Nous avons vu dans un précédent numéro (KR 205) comment distribuer et promouvoir sa musique via internet. Place maintenant à la distribution physique, consacrée entièrement au support CD. Nous allons essayer de comprendre pourquoi le plus dur reste à venir quand on vient juste de terminer la phase du mastering! Que faire de ce nouvel album? Comment le faire connaître au plus grand nombre quand ni maisons de disques ni distributeurs ne sont prêts à prendre le relais?

BIEN SE PRÉPARER
L'erreur à ne pas commettre serait de précipiter les choses. Le premier défi est de présenter une qualité sonore quasi parfaite (enregistrement + mixage), capable de rivaliser avec des productions dont le budget moyen s'évalue souvent en centaines de milliers d'euros ! N'oubliez pas que, lors de la mise en bac (figure 1) ou sur borne d'écoute, votre CD se retrouvera systématiquement aux côtés de ceux d'artistes confirmés dont l'actualité sera justement la sortie d'un nouvel album et, comme par hasard, en même temps que le vôtre (voyons les choses comme cela) ! Une fois la partie sonore peaufinée, il vous faudra penser à la forme du produit, ou plutôt au « packaging » dans lequel vous désirez présenter votre musique. Aussi, posez-vous bien la question : quel type de public représente ma cible ? En jazz ou world music, par exemple, le digipack (ensemble de pochette en plusieurs volets à la manière d'un minicoffret) est bien perçu, ce qui n'est pas forcément le cas dans les autres compartiments du marché comme les variétés nationales/internationales où, mis à part les éditions spéciales, c'est encore le boîtier cristal qui prédomine. De plus, n'hésitez pas, en amont, à imaginer voire concevoir la pochette. Bien la réaliser, c'est déjà 70 % de chances de vendre un disque quand il s'agit d'une autoproduction. Un autoproduit non placé sur borne d'écoute, donc en « facing » ou tout simplement en bac, déclenchera la vente uniquement grâce à son aspect graphique.
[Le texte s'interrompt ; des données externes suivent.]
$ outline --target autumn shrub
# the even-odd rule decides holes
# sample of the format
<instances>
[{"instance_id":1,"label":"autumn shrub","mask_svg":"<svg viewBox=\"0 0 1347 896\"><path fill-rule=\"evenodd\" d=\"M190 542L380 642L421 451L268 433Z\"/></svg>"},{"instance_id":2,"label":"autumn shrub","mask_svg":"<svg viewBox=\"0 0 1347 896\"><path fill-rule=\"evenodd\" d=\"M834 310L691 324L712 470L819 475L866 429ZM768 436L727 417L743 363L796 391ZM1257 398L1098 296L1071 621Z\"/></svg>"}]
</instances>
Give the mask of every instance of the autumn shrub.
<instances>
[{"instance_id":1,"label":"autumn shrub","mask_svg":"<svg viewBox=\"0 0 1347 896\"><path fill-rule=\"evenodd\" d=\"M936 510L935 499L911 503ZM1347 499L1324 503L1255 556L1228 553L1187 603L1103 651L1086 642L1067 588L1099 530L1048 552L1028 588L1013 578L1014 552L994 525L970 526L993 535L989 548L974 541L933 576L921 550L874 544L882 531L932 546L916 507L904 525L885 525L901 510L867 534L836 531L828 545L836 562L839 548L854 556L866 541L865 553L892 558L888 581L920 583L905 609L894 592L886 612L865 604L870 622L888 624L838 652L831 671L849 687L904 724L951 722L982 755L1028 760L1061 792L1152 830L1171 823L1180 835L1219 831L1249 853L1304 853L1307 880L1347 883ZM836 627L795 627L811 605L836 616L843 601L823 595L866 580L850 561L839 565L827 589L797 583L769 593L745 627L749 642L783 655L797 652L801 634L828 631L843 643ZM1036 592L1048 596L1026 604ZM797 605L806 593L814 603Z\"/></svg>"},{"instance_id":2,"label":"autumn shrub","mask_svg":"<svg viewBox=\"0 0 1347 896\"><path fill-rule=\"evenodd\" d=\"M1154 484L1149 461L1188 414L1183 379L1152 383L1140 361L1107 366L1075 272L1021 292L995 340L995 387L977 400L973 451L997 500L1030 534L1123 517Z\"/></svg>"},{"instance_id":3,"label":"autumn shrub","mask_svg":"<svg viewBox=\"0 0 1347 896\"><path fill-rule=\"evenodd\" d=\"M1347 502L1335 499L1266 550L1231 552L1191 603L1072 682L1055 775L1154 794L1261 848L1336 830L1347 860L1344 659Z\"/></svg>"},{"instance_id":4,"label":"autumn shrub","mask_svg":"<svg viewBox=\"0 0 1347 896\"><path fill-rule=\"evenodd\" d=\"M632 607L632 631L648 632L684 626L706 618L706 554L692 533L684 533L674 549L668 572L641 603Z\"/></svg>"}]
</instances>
Cela peut paraître dommage car c'est la musique qui compte mais, avant de l'écouter, les futurs auditeurs doivent être guidés vers votre production plutôt que vers une autre ...

LE CHOIX D'UN FABRICANT
Dans la suite logique de votre préparation, le choix d'un fabricant s'impose (figure 2). Là encore, prenez votre temps, faites le tour de « la place ». Exigez un devis détaillé, voire plusieurs, en fonction des formules possibles (quatre ou huit pages d'imprimés, quadrichromie ou noir et blanc, etc.). En outre, vérifiez bien les avantages commerciaux de chaque société consultée, surtout lorsqu'il s'agit de service après vente. En effet, les vices de fabrication ne sont pas rares, qu'ils soient dus à une mésentente entre les deux parties ou à une erreur en usine. Il est important de s'assurer que le fabricant effectuera les retours à sa charge et qu'il vous remettra bien les nouveaux CD, boîtiers ou imprimés en état conforme au devis initial. Pour ceux qui désirent se rendre à l'étranger, sachez que, d'après nos renseignements, les fabricants européens pratiquent des tarifs plus ou moins équivalents à ceux de la France (+/- 5 à 10 %), à garanties égales.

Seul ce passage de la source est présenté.